Kemenangan Turki atas Kroasia di perempat final pada Sabtu (21/6) dini hari memang dramatis, tapi belum bisa dikatakan sebagai sebuah drama sebagaimana disyaratkan oleh Coover, yang berujung pada “tragedi”. Dan tragedi, kita tahu, adalah puncak ekstase pertunjukan teater.

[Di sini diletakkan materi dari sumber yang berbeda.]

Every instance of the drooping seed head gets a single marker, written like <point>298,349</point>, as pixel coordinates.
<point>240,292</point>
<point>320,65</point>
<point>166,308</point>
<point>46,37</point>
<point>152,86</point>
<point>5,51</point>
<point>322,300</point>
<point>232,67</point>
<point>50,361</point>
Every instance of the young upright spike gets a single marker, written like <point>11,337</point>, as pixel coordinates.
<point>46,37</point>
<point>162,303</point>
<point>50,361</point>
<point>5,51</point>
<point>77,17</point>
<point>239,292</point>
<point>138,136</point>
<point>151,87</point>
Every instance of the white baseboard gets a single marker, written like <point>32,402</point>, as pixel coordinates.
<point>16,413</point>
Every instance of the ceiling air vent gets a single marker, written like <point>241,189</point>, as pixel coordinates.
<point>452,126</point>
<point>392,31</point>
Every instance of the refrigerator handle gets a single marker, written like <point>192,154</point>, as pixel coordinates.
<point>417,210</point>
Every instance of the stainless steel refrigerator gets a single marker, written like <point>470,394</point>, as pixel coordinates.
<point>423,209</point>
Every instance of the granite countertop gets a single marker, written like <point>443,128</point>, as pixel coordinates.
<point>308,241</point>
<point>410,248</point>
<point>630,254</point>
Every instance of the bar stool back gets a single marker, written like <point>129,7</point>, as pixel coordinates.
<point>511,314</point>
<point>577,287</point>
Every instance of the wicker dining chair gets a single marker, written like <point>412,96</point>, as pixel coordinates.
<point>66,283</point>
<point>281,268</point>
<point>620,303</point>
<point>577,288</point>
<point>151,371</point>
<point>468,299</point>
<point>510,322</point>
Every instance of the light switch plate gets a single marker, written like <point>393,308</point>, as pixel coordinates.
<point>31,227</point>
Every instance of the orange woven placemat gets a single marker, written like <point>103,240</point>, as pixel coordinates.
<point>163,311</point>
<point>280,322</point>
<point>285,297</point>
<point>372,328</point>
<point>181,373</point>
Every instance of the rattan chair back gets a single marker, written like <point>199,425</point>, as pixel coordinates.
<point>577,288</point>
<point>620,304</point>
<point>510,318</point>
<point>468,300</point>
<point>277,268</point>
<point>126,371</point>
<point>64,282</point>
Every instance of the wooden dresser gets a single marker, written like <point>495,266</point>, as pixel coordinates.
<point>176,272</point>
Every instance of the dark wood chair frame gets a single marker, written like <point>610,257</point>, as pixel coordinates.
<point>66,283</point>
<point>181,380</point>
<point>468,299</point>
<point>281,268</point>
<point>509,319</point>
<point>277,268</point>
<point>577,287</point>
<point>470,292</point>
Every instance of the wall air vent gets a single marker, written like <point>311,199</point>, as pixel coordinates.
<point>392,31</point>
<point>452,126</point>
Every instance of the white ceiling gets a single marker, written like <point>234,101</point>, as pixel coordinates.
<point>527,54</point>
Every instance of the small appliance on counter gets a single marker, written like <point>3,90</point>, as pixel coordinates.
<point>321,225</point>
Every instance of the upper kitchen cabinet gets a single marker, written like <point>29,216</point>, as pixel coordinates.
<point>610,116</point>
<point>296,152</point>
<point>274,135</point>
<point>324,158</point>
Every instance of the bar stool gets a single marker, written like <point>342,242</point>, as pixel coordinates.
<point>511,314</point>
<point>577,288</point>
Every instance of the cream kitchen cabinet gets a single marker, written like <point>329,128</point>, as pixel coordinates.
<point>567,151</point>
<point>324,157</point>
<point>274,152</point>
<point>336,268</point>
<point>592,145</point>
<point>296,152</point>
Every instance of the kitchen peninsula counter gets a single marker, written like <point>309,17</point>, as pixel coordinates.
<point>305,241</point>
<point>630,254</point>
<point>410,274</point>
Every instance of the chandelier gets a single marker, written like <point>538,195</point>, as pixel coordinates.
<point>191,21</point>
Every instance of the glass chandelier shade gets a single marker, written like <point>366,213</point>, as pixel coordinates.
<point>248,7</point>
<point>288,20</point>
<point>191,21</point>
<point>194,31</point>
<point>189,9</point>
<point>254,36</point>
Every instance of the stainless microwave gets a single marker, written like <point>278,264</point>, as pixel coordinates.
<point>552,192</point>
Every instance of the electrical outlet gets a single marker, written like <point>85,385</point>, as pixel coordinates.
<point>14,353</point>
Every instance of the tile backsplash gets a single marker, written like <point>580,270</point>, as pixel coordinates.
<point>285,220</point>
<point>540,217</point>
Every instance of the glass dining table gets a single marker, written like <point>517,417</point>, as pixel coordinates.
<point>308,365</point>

Kita memang terhibur dengan permainan apik atraktif Belanda di dua pertandingan saat mengempaskan Italia dan Prancis. Tetapi, dua pertandingan tersebut sekadar pertandingan yang enak ditonton karena kurangnya “sifat teater” di dalamnya. Bila teater adalah proses sebuah peristiwa, proses bagaimana terjadinya gol itu menjadi lebih mengesankan ketimbang berapa jumlah gol yang tercipta. Sejarah akan mengenang proses gol tersebut sebagai sebuah peristiwa teater, sebagaimana gol van Basten di Piala Eropa 1988 yang membawa Belanda kampiun di Eropa. Atau “gol tangan Tuhan” Maradona ke gawang Inggris di babak perempat final Piala Dunia 1986. Itulah elemen dramatis dari proses terciptanya gol. Itulah yang membuat sepak bola menjadi menarik.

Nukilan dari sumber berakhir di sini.